La surveillance après travaux est tout aussi importante. La majorité des sinistres liés aux travaux à chaud se déclarent après le départ de l’équipe, lorsque plus personne n’est présent. Le permis feu doit donc prévoir une surveillance prolongée, souvent d’au moins deux heures après la fin de l’opération, parfois plus selon la nature des matériaux à proximité.

Une ronde finale, avec contrôle visuel et thermique des zones travaillées et des espaces adjacents, permet de détecter un foyer naissant avant qu’il ne se développe.

Cas particuliers fréquents sur chantier BTP

Plusieurs situations méritent une attention renforcée. Les travaux en hauteur sur charpente bois imposent de protéger systématiquement les pannes, les chevrons et les isolants. Les interventions dans des combles ou faux plafonds nécessitent une inspection après travaux car les scories peuvent rester invisibles longtemps.

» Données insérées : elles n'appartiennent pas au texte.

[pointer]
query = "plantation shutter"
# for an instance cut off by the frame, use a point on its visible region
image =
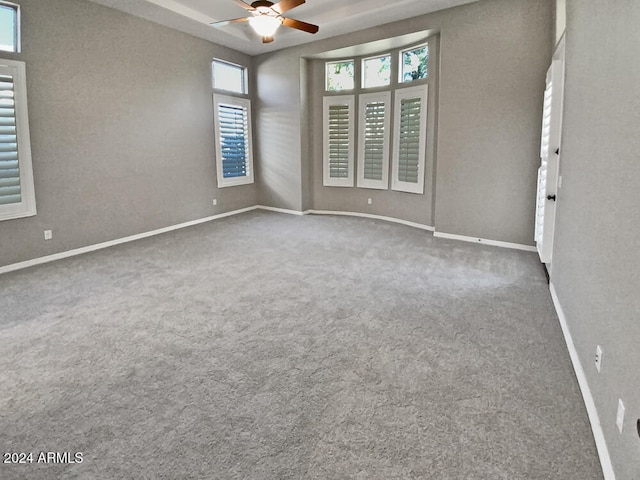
(10, 189)
(374, 140)
(544, 157)
(410, 139)
(233, 146)
(339, 141)
(409, 147)
(233, 140)
(17, 194)
(373, 149)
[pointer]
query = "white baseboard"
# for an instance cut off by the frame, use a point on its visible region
(118, 241)
(484, 241)
(368, 215)
(592, 412)
(281, 210)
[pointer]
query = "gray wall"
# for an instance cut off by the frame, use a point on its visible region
(121, 123)
(596, 253)
(493, 57)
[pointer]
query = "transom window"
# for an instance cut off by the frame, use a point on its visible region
(340, 75)
(376, 71)
(9, 27)
(414, 63)
(229, 77)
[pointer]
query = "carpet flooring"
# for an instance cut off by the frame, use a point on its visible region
(268, 346)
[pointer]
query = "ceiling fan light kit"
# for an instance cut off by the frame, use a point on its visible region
(265, 25)
(267, 17)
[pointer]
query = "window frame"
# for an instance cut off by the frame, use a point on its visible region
(401, 80)
(27, 206)
(363, 70)
(421, 91)
(326, 75)
(328, 101)
(218, 99)
(245, 77)
(363, 101)
(17, 32)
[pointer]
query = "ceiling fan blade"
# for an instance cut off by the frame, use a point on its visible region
(284, 5)
(298, 25)
(244, 5)
(227, 22)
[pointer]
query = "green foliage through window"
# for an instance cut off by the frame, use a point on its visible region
(377, 71)
(415, 63)
(340, 75)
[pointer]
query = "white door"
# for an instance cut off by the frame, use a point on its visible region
(550, 157)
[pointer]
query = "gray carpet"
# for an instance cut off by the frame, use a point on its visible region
(268, 346)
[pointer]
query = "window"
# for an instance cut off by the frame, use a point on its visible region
(339, 75)
(409, 142)
(338, 140)
(17, 196)
(230, 77)
(376, 71)
(373, 140)
(414, 64)
(232, 117)
(9, 27)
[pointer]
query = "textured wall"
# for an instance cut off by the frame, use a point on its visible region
(597, 252)
(121, 128)
(494, 56)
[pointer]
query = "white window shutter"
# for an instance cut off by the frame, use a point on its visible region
(373, 140)
(409, 146)
(338, 141)
(17, 197)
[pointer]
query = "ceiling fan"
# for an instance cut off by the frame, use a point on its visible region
(266, 17)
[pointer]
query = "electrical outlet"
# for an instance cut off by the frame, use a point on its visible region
(620, 415)
(598, 358)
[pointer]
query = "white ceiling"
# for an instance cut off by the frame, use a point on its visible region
(334, 17)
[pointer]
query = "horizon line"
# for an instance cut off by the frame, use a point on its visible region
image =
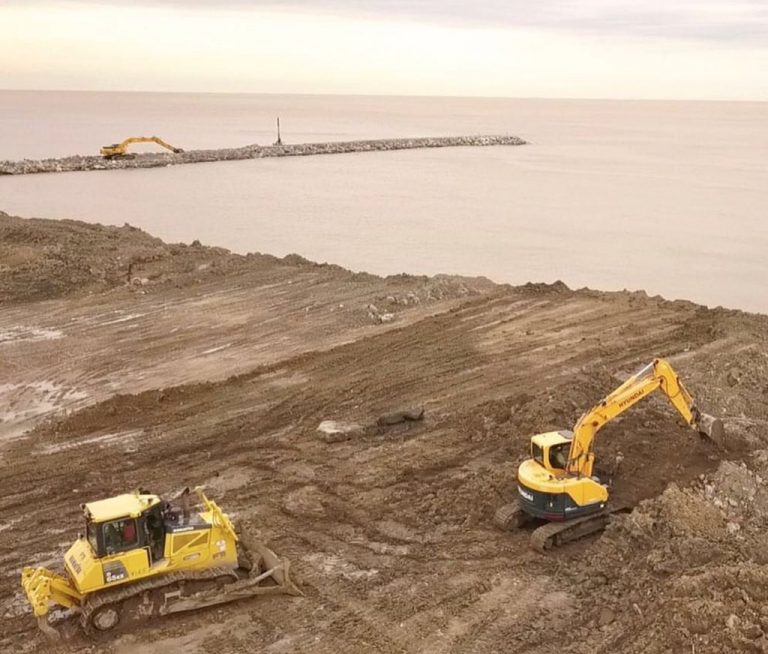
(390, 95)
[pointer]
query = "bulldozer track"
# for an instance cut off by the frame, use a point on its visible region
(117, 596)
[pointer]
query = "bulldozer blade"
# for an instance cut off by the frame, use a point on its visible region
(279, 569)
(47, 629)
(713, 429)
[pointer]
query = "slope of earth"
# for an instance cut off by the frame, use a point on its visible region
(120, 311)
(390, 531)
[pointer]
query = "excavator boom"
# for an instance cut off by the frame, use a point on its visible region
(556, 484)
(657, 375)
(121, 149)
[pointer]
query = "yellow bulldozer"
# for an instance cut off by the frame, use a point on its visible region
(558, 490)
(142, 556)
(120, 150)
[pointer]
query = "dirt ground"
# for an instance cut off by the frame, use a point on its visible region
(127, 362)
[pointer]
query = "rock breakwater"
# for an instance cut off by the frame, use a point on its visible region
(160, 159)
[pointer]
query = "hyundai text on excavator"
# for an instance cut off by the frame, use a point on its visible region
(120, 150)
(556, 487)
(142, 557)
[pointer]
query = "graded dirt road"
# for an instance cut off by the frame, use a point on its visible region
(201, 367)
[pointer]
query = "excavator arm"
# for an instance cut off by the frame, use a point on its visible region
(656, 375)
(121, 149)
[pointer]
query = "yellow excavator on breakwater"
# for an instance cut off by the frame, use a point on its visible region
(121, 149)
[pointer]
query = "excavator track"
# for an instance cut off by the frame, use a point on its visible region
(554, 534)
(510, 517)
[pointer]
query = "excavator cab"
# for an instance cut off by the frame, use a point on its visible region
(550, 450)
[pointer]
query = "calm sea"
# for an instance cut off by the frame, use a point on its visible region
(669, 197)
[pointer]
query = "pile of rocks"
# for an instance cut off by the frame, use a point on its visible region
(160, 159)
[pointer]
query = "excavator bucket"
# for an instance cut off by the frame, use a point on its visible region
(713, 429)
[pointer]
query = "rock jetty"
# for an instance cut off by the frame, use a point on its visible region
(155, 160)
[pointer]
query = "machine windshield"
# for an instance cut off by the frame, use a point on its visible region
(120, 535)
(558, 455)
(91, 532)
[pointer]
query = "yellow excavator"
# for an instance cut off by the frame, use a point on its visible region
(142, 557)
(121, 149)
(556, 486)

Les travaux à proximité d’une couverture en bac acier avec isolant combustible exigent une vigilance particulière : la propagation peut se faire dans l’épaisseur du complexe sans signe visible. Les opérations de découpe sur des canalisations ayant transporté des hydrocarbures imposent un dégazage et un contrôle d’atmosphère préalables.

Enfin, sur les chantiers en site occupé ou en rénovation, la coactivité augmente le risque : un intervenant peut générer des poussières combustibles à quelques mètres d’un poste de soudage sans que les deux équipes communiquent. Le permis feu doit alors être coordonné avec les autres entreprises présentes.

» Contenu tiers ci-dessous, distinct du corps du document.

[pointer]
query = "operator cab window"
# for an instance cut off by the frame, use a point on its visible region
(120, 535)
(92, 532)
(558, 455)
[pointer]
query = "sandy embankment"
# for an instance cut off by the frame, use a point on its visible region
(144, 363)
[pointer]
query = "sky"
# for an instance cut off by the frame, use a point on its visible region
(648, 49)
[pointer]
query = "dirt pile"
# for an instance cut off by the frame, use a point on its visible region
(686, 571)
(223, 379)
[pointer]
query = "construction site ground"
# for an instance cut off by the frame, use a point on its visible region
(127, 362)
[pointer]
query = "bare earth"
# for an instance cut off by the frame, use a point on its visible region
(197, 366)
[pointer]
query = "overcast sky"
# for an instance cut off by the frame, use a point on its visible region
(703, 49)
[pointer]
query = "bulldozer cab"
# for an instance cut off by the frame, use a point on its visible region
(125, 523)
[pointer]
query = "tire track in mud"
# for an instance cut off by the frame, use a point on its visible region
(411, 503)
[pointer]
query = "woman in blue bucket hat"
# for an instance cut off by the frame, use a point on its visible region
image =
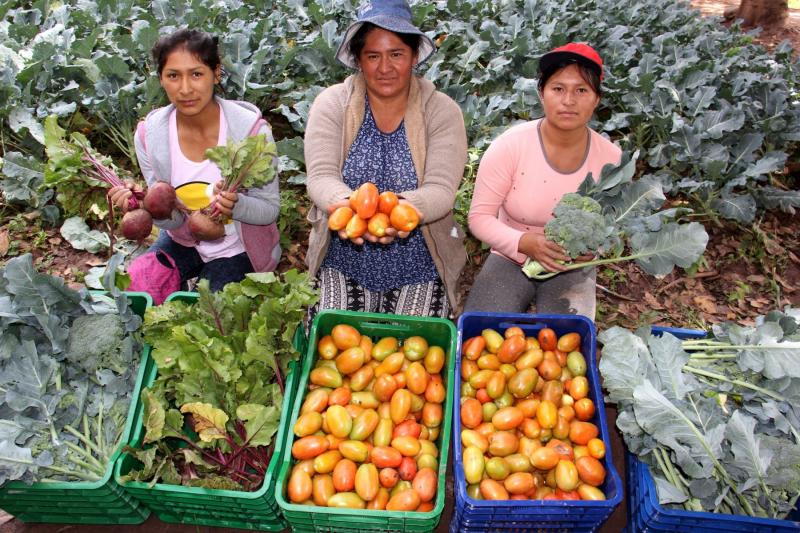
(386, 125)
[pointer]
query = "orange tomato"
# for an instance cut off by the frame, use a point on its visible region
(345, 336)
(569, 342)
(544, 458)
(356, 227)
(584, 409)
(471, 413)
(425, 484)
(387, 201)
(404, 217)
(492, 490)
(512, 331)
(366, 200)
(322, 489)
(338, 220)
(590, 470)
(472, 348)
(511, 349)
(309, 447)
(417, 378)
(597, 448)
(300, 487)
(582, 432)
(326, 348)
(388, 477)
(385, 457)
(405, 500)
(344, 475)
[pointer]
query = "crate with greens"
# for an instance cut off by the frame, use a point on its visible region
(715, 418)
(207, 444)
(69, 376)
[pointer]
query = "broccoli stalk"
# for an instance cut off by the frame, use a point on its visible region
(614, 213)
(579, 227)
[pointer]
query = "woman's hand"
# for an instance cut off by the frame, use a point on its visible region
(121, 194)
(224, 200)
(537, 247)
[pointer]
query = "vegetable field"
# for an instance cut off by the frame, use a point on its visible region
(708, 120)
(714, 117)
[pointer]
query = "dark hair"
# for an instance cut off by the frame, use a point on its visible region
(589, 75)
(359, 40)
(196, 42)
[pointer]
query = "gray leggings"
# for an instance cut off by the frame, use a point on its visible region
(502, 287)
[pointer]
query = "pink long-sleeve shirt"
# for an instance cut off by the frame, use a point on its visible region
(517, 189)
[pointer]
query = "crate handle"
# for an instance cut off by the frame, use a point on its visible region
(533, 324)
(385, 326)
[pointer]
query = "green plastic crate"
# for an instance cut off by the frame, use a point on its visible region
(436, 331)
(84, 502)
(256, 510)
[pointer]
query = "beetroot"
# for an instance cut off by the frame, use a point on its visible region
(137, 225)
(205, 228)
(160, 200)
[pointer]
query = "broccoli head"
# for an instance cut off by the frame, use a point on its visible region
(573, 200)
(578, 225)
(99, 341)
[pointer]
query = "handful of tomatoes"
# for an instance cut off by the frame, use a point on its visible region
(372, 212)
(526, 417)
(368, 425)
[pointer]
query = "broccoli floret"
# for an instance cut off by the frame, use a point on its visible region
(578, 225)
(97, 342)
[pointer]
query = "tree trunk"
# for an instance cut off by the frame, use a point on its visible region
(764, 13)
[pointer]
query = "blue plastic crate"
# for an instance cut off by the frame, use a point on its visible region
(646, 514)
(535, 515)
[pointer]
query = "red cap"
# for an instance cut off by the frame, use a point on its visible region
(580, 52)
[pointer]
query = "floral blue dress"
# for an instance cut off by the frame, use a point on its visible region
(385, 160)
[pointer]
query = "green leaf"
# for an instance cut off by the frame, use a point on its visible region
(675, 245)
(261, 422)
(208, 421)
(696, 450)
(80, 237)
(249, 163)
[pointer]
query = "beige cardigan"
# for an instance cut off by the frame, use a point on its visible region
(438, 143)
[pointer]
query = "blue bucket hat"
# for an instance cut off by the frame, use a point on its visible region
(392, 15)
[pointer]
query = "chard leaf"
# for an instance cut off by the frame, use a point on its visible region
(159, 423)
(261, 422)
(208, 421)
(249, 163)
(214, 482)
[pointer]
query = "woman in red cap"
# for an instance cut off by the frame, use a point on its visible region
(524, 174)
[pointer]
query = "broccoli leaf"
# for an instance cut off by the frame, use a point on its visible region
(64, 369)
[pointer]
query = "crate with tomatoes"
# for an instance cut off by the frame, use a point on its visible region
(531, 440)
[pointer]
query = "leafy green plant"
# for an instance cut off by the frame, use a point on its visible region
(617, 212)
(715, 418)
(212, 413)
(68, 364)
(80, 175)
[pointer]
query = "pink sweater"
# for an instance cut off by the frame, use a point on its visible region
(517, 189)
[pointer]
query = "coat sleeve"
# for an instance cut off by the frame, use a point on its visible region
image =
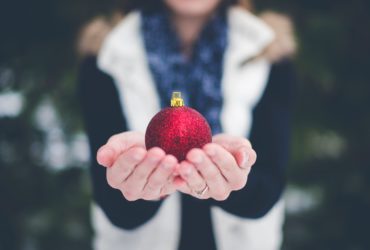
(103, 117)
(270, 137)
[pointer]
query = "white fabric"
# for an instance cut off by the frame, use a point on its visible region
(123, 57)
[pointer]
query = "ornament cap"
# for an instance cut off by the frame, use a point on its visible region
(176, 100)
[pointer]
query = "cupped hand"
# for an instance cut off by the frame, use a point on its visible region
(136, 172)
(218, 169)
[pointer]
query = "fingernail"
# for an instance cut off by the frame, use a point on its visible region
(245, 159)
(138, 156)
(197, 158)
(166, 166)
(187, 172)
(211, 151)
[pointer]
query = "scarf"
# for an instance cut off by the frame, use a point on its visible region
(199, 77)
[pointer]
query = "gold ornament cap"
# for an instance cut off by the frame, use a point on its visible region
(176, 100)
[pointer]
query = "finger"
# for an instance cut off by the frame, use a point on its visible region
(246, 157)
(136, 181)
(159, 177)
(227, 165)
(124, 166)
(118, 144)
(231, 142)
(218, 187)
(194, 180)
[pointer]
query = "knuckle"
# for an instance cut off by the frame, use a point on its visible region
(150, 196)
(222, 196)
(154, 184)
(213, 175)
(130, 196)
(247, 143)
(111, 181)
(239, 184)
(140, 174)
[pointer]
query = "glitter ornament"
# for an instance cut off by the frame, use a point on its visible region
(177, 129)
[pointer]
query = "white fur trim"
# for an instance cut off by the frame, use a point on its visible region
(123, 57)
(238, 233)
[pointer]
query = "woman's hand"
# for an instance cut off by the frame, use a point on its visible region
(136, 172)
(218, 169)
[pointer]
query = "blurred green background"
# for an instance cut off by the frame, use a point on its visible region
(44, 183)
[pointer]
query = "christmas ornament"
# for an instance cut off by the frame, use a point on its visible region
(177, 129)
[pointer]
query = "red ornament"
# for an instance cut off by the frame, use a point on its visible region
(177, 129)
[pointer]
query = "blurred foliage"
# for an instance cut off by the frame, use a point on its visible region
(43, 208)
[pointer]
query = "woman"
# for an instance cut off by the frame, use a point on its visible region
(224, 61)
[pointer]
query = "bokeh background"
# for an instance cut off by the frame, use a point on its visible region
(44, 182)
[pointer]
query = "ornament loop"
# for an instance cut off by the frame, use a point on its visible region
(176, 100)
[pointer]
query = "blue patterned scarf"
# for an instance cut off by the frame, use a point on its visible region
(198, 78)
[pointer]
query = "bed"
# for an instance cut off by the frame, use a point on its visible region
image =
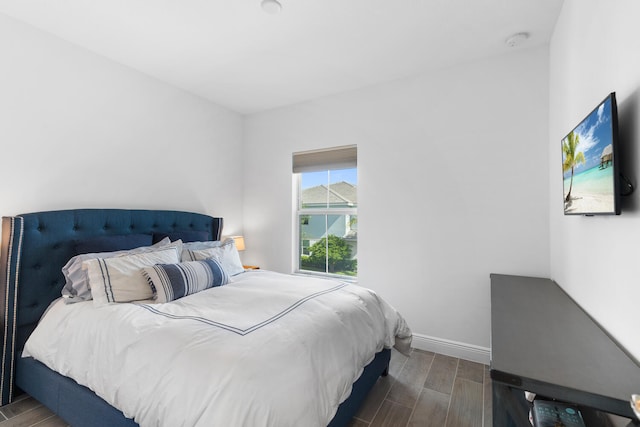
(36, 246)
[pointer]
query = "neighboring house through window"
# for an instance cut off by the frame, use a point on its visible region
(327, 211)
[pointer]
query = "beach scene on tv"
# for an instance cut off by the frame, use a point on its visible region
(587, 164)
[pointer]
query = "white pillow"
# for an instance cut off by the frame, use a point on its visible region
(202, 245)
(226, 254)
(118, 279)
(76, 286)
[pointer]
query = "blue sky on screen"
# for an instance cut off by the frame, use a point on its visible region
(594, 134)
(311, 179)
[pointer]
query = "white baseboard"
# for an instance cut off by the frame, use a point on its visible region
(460, 350)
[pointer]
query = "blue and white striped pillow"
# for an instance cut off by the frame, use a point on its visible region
(172, 281)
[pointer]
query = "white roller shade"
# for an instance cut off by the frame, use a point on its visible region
(325, 159)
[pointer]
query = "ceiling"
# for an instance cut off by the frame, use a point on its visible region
(236, 55)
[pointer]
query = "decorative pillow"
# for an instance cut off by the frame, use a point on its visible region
(118, 279)
(185, 236)
(202, 245)
(173, 281)
(226, 254)
(76, 288)
(113, 243)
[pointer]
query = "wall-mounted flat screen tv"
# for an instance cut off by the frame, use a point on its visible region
(590, 163)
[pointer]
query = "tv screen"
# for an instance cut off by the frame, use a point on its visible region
(589, 163)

Erreurs fréquentes à éviter

Plusieurs erreurs réduisent l’efficacité d’un permis feu. La première consiste à le signer le matin pour la journée entière sans réévaluation, alors que les conditions du chantier évoluent. Un permis feu doit couvrir une opération définie dans le temps et dans l’espace.

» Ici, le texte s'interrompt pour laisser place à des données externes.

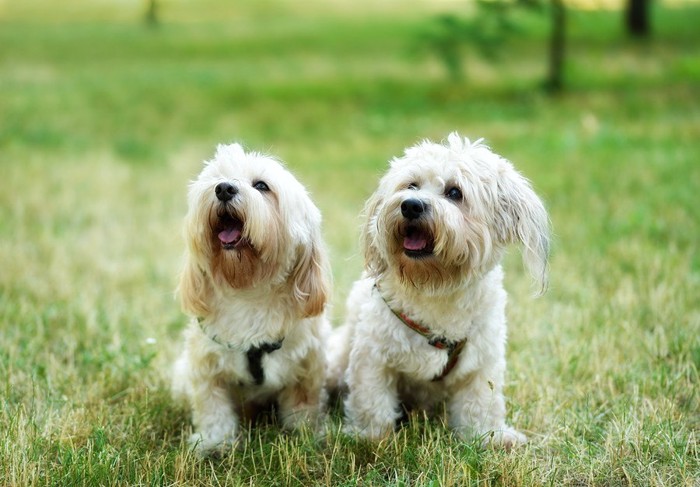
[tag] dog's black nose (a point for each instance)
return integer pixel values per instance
(225, 191)
(413, 208)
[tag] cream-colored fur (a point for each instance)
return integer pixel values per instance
(442, 270)
(255, 273)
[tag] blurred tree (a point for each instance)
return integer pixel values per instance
(152, 13)
(637, 18)
(488, 29)
(557, 47)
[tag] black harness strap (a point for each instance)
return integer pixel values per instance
(255, 355)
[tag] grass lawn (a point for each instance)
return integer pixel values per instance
(103, 121)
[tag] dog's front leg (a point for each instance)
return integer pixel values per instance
(477, 411)
(300, 403)
(372, 404)
(214, 417)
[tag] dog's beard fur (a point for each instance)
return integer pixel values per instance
(258, 238)
(456, 247)
(247, 262)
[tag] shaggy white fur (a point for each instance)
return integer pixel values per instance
(255, 283)
(435, 231)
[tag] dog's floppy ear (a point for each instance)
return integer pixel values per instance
(374, 263)
(523, 218)
(194, 290)
(311, 280)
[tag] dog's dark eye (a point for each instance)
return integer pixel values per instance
(261, 186)
(454, 194)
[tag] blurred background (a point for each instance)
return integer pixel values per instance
(109, 107)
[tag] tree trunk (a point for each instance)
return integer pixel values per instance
(637, 18)
(557, 47)
(152, 13)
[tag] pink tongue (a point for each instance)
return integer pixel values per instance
(415, 242)
(231, 235)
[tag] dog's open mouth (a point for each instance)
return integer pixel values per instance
(230, 232)
(417, 242)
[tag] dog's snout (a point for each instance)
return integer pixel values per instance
(225, 191)
(413, 208)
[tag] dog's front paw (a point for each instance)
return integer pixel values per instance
(213, 444)
(506, 439)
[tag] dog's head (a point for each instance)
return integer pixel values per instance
(444, 213)
(250, 223)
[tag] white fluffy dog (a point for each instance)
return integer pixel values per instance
(426, 323)
(255, 283)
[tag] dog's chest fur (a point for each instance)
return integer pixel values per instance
(457, 317)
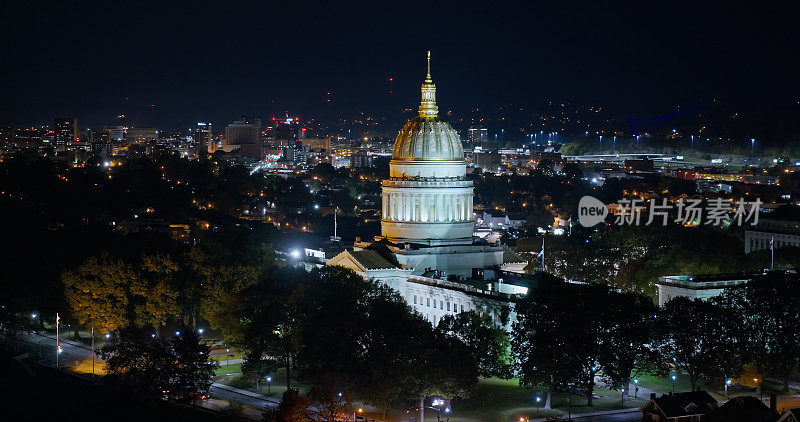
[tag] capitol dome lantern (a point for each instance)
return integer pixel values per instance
(427, 198)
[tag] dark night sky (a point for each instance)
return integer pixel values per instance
(199, 62)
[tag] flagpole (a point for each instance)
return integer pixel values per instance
(58, 348)
(772, 253)
(542, 253)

La deuxième erreur est de confondre permis feu et autorisation de travail. Le permis feu est spécifique aux opérations générant des points chauds. Il ne se substitue pas aux autres documents : plan de prévention, PPSPS, autorisation de travail en hauteur, consignation électrique.

La troisième erreur est de négliger la surveillance après travaux, par manque de temps ou parce que l’équipe quitte le chantier en fin de journée. Cette phase est pourtant la plus critique en matière d’incendie différé.

La quatrième erreur consiste à utiliser un formulaire imprimé sans visite préalable de la zone. La rédaction du permis feu doit s’appuyer sur une observation réelle de l’environnement, pas sur une déclaration de l’opérateur.

Tracer et archiver les permis feu

Chaque permis feu travaux à chaud doit être conservé après l’opération. Cette traçabilité est utile en cas de sinistre, pour les assurances et pour l’analyse interne des pratiques. Elle permet aussi de capitaliser sur les retours d’expérience : zones récurrentes, opérations sensibles, défauts de préparation.

L’archivage peut être papier ou numérique. L’important est que les permis restent accessibles, datés et associés au chantier concerné. Sur les grands chantiers, un registre central facilite le suivi et permet au responsable sécurité d’identifier rapidement les opérations en cours.

Conclusion

Le permis feu travaux à chaud n’est pas un document administratif de plus. C’est un outil opérationnel qui force à regarder la zone, à anticiper la propagation et à organiser une surveillance réelle. Sur un chantier BTP, où les matériaux combustibles et la coactivité sont permanents, sa qualité conditionne directement la maîtrise du risque incendie. Un permis feu bien préparé, signé après une visite concrète, accompagné de moyens d’extinction adaptés et d’une surveillance prolongée, reste la meilleure protection contre les sinistres différés qui suivent une opération de soudage, de meulage ou de découpe.